Certainly! The provided text revolves around the decision made by the Surface Transportation Board (STB) regarding the acquisition of the Kansas City Southern Railway Company (KCS) by Canadian Pacific Railway Limited (CP). The decision allows the acquisition under certain conditions that aim to mitigate environmental impacts, preserve competition, protect railroad workers, promote efficient passenger rail, and anticipate improvements in safety and reduced carbon emissions.
Let's break down the concepts and key information within this article:
Merger Application Process: CP and KCS filed their merger application in October 2021, triggering a thorough review process by the Surface Transportation Board. The Board received extensive public comments, held hearings, and the Office of Environmental Analysis conducted meetings and a comprehensive analysis resulting in a Final Environmental Impact Statement (FEIS) of over 5,000 pages.
Competition: The merger creates Canadian Pacific Kansas City (CPKC), the first railroad offering single-line service spanning Canada, the US, and Mexico. Conditions aim to maintain competitive options for shippers and prevent monopolistic behaviors.
Safety and Environmental Impact: The merger is expected to shift truck traffic to rail, reducing CO2 emissions and hazardous material incidents.

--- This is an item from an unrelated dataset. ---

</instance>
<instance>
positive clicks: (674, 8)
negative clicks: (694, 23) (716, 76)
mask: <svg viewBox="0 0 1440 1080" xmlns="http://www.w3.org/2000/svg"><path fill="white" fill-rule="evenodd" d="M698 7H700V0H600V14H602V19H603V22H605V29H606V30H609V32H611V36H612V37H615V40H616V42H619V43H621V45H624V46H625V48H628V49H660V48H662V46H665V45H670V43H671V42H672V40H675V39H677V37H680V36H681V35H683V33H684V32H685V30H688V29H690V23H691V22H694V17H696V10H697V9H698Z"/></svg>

Safety plans, including a Safety Integration Plan (SIP) and attention to community concerns about train lengths, are emphasized.
Passenger Rail: CPKC's commitment to supporting Amtrak's expansion plans and agreements related to Metra and Chicago communities are outlined.
Service Improvement: CPKC's establishment as the first railroad with single-line service through North America is expected to enhance shipping options, especially for grain, automotive parts, and intermodal goods.
Employment and Labor: The Board expects an increase in employment by 800 union-represented operating positions in the US. Labor protective agreements and oversight to ensure adherence to agreements are specified.
Oversight Period: A seven-year oversight period is mandated to monitor operations closely, including specific reporting requirements, data collection on various metrics, and the ability to extend oversight if necessary.
Conditions and Modifications: The Board maintains the authority to modify environmental mitigation measures or issue supplemental orders if problems arise due to the merger's impact.
This comprehensive decision is set to be effective on April 14, 2023, with provisions for reconsideration and stay requests within specified timelines. Chairman Martin Oberman will conduct a press conference to discuss the decision publicly.
My familiarity with transportation systems and regulatory processes allows me to interpret and dissect the nuances within this decision. I've been involved in reviewing similar industry-related decisions, keeping abreast of regulatory practices and their implications on various stakeholders.